[comp.lang.lisp] optimizing array lookups - need help

glassw@athena.mit.edu (William B Glass) (02/27/90)

I am currently working on a project that involves creating a lookup
routine for an online (English) dictionary.  Words are stored in nested
(1D) arrays and lists.

At each level words are indexed by the current letter.  For example, at the
top level, "apple", "banana", and "cherry" would all be in seperate 
substructures.

I would like to optimize this by storing each level as either an array or list
depending on the number of elements.  For example, if there are only three 
words beginning with "smi" it is faster to use  a list than an array to 
look the words up in.  However, the combination "st" is followed by almost
every other possible letter, and thus would be faster if I used a 26 element
array.

Does anyone know where the appropriate cutoff point should change
from lists to arrays for quicker indexing?  My guess is between 5 and
ten, but it would help if someone else had any info an this.

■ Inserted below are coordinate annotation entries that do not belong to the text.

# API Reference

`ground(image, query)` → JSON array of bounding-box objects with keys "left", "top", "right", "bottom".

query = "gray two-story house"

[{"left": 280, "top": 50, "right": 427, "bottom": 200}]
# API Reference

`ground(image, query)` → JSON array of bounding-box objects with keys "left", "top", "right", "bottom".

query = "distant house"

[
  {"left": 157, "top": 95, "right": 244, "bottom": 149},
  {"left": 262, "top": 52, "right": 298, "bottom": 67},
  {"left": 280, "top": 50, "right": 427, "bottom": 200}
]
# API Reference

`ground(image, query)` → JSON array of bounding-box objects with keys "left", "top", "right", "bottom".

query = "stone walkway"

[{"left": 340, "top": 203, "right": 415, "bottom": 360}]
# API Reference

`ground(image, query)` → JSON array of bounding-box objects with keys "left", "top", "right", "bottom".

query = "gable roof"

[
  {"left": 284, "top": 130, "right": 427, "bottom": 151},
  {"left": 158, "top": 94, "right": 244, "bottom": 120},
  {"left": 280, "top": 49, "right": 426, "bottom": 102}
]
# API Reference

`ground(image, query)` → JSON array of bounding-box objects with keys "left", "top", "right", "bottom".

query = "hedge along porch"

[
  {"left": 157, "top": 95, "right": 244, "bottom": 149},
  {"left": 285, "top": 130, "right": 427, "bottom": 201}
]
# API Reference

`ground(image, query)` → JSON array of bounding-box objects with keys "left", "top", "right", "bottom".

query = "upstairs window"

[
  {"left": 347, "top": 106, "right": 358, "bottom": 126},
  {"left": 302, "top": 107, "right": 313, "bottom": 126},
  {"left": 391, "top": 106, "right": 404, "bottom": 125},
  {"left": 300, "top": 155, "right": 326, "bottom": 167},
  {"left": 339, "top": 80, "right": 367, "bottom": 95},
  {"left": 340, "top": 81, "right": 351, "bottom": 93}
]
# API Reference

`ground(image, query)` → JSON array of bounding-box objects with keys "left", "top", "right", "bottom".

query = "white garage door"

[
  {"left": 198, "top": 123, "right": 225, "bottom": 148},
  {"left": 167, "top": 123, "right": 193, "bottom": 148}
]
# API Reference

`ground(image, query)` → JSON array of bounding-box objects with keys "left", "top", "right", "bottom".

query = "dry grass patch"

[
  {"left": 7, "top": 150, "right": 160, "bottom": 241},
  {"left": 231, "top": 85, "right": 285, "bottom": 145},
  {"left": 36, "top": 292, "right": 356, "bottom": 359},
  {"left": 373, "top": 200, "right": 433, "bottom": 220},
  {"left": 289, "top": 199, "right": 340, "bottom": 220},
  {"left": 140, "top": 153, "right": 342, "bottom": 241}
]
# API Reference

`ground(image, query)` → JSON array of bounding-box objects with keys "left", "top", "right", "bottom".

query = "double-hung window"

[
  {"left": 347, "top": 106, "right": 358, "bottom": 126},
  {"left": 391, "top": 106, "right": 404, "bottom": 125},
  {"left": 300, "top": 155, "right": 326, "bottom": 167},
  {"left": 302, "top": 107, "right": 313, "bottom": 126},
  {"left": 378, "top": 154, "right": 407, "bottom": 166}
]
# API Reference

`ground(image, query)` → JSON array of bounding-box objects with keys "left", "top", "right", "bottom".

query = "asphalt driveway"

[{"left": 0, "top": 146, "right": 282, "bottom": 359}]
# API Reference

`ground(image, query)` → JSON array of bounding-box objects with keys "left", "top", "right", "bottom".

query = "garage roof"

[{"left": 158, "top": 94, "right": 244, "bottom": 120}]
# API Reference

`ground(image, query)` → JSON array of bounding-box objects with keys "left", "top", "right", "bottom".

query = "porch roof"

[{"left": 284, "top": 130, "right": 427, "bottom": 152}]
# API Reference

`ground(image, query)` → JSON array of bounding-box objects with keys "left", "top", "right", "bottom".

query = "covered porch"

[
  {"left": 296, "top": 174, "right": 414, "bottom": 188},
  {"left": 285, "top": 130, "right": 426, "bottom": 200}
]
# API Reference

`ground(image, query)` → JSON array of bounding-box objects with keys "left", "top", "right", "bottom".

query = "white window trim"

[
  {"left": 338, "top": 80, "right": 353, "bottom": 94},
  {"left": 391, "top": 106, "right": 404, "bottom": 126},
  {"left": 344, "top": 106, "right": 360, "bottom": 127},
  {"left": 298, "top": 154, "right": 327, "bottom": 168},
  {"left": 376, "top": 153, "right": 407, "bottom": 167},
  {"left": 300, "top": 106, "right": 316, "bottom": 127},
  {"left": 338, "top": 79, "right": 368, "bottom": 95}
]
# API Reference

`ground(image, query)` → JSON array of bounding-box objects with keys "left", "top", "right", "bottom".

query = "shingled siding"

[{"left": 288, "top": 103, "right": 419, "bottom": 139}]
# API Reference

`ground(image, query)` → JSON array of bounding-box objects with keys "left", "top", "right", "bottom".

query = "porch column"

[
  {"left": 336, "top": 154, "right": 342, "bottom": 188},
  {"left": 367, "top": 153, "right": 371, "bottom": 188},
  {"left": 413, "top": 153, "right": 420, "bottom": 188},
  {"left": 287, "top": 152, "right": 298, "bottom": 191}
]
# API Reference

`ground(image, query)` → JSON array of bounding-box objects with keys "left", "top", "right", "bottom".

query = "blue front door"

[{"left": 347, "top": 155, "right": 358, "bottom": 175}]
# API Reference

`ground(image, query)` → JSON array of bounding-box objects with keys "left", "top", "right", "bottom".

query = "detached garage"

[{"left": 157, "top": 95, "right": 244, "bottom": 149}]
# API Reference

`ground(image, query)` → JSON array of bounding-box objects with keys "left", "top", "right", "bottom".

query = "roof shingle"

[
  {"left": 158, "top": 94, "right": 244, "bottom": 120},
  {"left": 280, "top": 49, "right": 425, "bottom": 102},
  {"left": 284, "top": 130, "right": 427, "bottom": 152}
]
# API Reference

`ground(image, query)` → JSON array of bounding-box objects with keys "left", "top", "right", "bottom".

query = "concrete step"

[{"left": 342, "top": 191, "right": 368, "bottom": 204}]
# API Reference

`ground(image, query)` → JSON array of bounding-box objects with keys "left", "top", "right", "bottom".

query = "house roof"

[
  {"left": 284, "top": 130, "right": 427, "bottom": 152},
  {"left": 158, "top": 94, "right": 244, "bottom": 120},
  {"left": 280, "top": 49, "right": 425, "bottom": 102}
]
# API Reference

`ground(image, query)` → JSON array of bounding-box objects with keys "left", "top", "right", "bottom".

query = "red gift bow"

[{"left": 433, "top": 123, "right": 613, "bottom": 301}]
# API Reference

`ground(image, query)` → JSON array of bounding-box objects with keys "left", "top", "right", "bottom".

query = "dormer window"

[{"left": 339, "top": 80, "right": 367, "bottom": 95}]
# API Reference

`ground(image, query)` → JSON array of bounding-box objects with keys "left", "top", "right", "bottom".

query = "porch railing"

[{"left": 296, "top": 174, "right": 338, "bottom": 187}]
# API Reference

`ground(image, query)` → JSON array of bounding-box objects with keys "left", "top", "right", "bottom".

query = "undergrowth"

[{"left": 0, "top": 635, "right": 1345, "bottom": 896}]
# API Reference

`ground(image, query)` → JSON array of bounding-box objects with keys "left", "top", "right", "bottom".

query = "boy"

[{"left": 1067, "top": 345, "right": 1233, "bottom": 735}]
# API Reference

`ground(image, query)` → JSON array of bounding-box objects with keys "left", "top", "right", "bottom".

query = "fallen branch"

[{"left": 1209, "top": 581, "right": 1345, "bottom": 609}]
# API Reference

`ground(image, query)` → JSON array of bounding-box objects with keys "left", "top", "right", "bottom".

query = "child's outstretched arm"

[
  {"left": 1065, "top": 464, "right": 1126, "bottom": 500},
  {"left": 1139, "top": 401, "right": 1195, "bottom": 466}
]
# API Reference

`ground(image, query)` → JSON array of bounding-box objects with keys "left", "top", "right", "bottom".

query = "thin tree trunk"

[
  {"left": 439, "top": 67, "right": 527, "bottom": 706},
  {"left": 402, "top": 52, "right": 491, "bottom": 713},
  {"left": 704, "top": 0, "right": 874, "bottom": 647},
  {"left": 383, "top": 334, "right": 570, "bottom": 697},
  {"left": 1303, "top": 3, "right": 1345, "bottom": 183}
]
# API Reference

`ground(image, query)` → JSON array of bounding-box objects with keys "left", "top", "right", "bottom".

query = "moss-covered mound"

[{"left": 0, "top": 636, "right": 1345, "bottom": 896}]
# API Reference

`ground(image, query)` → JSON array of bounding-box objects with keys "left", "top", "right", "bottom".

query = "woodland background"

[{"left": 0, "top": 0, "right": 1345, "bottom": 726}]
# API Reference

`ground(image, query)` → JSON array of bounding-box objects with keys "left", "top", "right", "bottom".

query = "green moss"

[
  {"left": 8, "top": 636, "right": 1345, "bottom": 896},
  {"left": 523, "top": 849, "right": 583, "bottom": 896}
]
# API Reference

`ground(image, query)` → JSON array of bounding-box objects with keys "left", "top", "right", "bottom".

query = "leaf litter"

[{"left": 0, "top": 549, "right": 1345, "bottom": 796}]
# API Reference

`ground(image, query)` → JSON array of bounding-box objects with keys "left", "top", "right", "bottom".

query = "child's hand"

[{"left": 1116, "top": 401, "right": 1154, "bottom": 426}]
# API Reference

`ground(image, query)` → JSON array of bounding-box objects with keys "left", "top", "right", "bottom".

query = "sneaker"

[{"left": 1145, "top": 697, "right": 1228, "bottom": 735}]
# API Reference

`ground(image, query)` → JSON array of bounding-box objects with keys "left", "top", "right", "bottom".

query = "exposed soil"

I'm not a regular reader of this list, so I would appreciate email.  
Thanks in advance.

William Glass  <glassw@athena.mit.edu>
Massachusetts Institute of Technology           / Standard Disclaimer
--
Will Glass

forster@cs.umass.edu (03/03/90)

Two points:
1. there was a discussion about a year ago about trade-offs between hash tables
and a-lists (or property lists, I don't remember which), which eventually
arrived at the conclusion that the point at which it was more efficient to use
one scheme or the other was implementation-dependent, but around 30 for a
lispm.  This is the closest thing I can recall to what you're asking about.
2. You're essentially describing tries, and since you don't say how you're
going to access the data in the lists, it's not at all clear that you'd have
any savings at all, let alone save time.  The whole point of using a trie is
that you can use the character as an index, and get the data as quickly as
possible.  (How could you improve on an array reference for speed?)  Space is,
of course, an issue, and you might be able to save space this way, but it
seems like you're going to lose more than you gain.
- David Forster